A noite encerrou com um show eletrizante de Vickeblanka, que foi DJ, cantor, tocou violão, piano e agitou o público com suas originais e levou vários à loucura com as aberturas de Black Clover. Para quem duvida da popularidade do mangá e anime no Brasil, só ver um vídeo deste show com centenas de pessoas cantando junto e se emocionando com as músicas.
O domingo teve o Super Friend Spirits, comandado por Ricardo Cruz. O show, num estilo festival de mais de duas horas e rotações diferentes de artistas indo e vindo, demonstrou a história do anime e tokusatsu no Brasil e como já dito no texto, focou nos clássicos: tanto em japonês como português. Foi incrível ver a conexão dos artistas das duas nações e o respeito mútuo entre eles — os grupos inclusive falaram de como foram divertidas as interações nos treinos, novas amizades desenvolvidas e público satisfeito. Sucesso.
MindaRyn em seguida em seu segundo show no evento, trouxe novamente muitas das suas mais populares, principalmente as de Tensura. A série inclusive foi uma das que mais vi cosplay também, está pelo visto bem popular no Brasil, como é em todo lugar. Já ZAQ modificou bastante sua setlist da quinta, com uma longa carreira ela pôde mover o público até com canções de cults clássicos como Flip Flappers.
O Rookiez is Punk’d em seguida veio com o rock num show de uma hora no qual tocaram praticamente todas suas canções de anime, intercaladas com as originais da banda. Mas tivemos lá muito Yowamushi Pedal e um encerramento genial no qual se ouviam inúmeras pessoas cantando juntos o marcante Complication, aquela canção que citei antes que só se tornou por acaso uma abertura de anime e hoje é o grande hit deles.
O evento encerrou com outro show do ALI, novamente transformando Lost in Paradise num espetáculo de sintonia de grupo e público. É difícil de não imaginar eles voltando mais vezes após a recepção excelente do show, então quem perdeu desta vez poderá ter mais chances de vê-los no futuro.
CONCLUSÕES
Acredito que o Anime Friends tenha conseguido expandir mais do que nunca o que é “mangá e anime” nesse ano. Sei que muitos preferem acompanhar shonen e isso é totalmente ok, mas também há vários outros grupos com suas preferências específicas pelo tamanho da indústria e o Anime Friends está sabendo balancear stands, painéis e shows que abrangem vários desses públicos diversos.

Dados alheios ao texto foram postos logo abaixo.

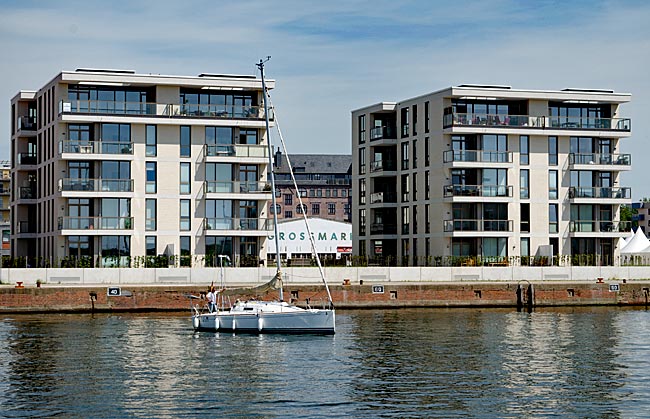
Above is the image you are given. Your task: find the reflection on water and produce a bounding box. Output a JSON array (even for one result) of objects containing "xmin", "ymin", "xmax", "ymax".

Se você gosta de shonen, há coisas para você; se gosta de tokusatsu, também; se gosta de slice of life, tem; mahou shoujo, mesmo caso, etc. Isso é importante porque essas várias subculturas vivem se cruzando e até essa oportunidade pode trazer novos fãs para elas.
E não falei nem de tudo que teve, eu mesmo não conheço direito muitos dos jogos que estiveram presentes lá, por exemplo.
Diria que o Anime Friends está expandindo seu foco no anime e mangá de forma mais profunda ao longo dos anos, mas outras cultura geek também aparecem por ali e só uma pessoa nunca conseguirá ver e curtir de tudo, mas acredito que isso é um ponto positivo e que essa extravagância continue influenciando futuros eventos otaku no Brasil.